As I proceed around my route and keep passing these two vehicles, my figurative wheels start to turn. Why do we admire, praise, adore, and literally sometimes create tributes to our older fire apparatus, but ignore, or perhaps even have a feeling of contempt for, our older EMS vehicles? It’s a strange juxtaposition to me. Sure, the fire engines, ladders and heavy rescues are larger and louder, cost more, and usually receive a more “cool” reaction from the public at events or parades.
I don’t know how many public relations events during fire safety month I attend where nobody cares about the “boring ambulance." But has this ambulance not served its duty as well? Possibly even more than the other vehicles? The things that this particular vehicle may have seen, the people it saved… It made me start to think about the vehicle itself.
This particular squad started its life as a primary response ALS unit in a very busy area of our county. Probably running 15–25 times per day, dealing with every type of patient imaginable, on all types of unsavory Midwestern roads, muddling through summer heat and humidity, bitterly unforgiving cold and snowy winters, and untold miles. All until it had reached its life expectancy at this level.

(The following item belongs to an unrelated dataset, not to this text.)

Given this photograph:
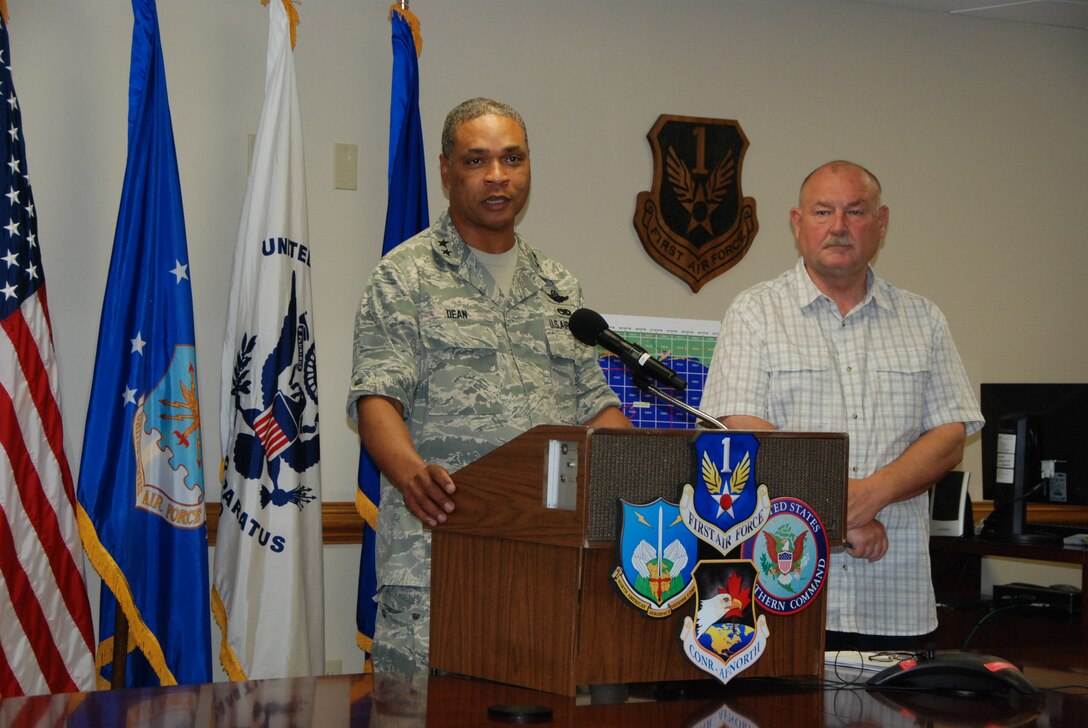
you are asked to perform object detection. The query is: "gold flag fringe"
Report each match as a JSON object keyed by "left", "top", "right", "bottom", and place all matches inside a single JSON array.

The vehicle was then repurposed and restickered as a backup unit in a slower area of the county, until finally it just became too used, too worn, too costly to keep up and cheaper to replace. Now it sits, blocking my way, awaiting its next journey. Will it stay as my station obstacle? Does its near future include another repurpose, and even more stickers? Potentially for a construction company or maybe a plumber (we’ve all seen it)?
I’m not sure. My department hasn’t decided its fate either. But does this truck not deserve some respect? Think of what it's seen! The types of calls it went on. Who was in it? Perhaps a celebrity, or a dignitary, even one of our own. I guarantee it transported plenty of newsworthy local patients over and over again.
What about friends and family? They may been in there as well. Would someone who lost a family member want to know this may have been the last vehicle they were alive in, or conversely, the one they were saved in? I would want to know. I can’t help but think of the things it’s potentially seen and been an integral part of. This truck has an extensive history. It deserves a pristine medal, not rusted metal.
But this is our way. I’m not sure why, I’m not sure I even disagree. Ambulances seem to be disposable and our firetrucks in some way always purposeful, even when their time is up. Sure, I see rusted firetrucks in used auto lots, in junkyards, and even being used for private industry, but I’m sure it’s nowhere near the number of times we see used ambulances.
I’m sure in some way, they’re like many of us. Retired, but continue to do something, just to remain useful in our community somehow.
But for now, it sits. Still in my way. However, after pondering all of its potential history, I don’t despise it anymore. I respect it. Rather than groaning about it on my next walk, I just think of the many potential lives it helped save, the workload it had to carry, day after day, mile after mile, until that last call when it was parked here for the last time.
No, now I don’t mind it being here. It’s earned the rest, and maybe every now and then even a little admiration tap.
Michael Ford, NRP, is lieutenant of information and technology at Springfield Township Dept. of Fire and EMS in Holland, Ohio.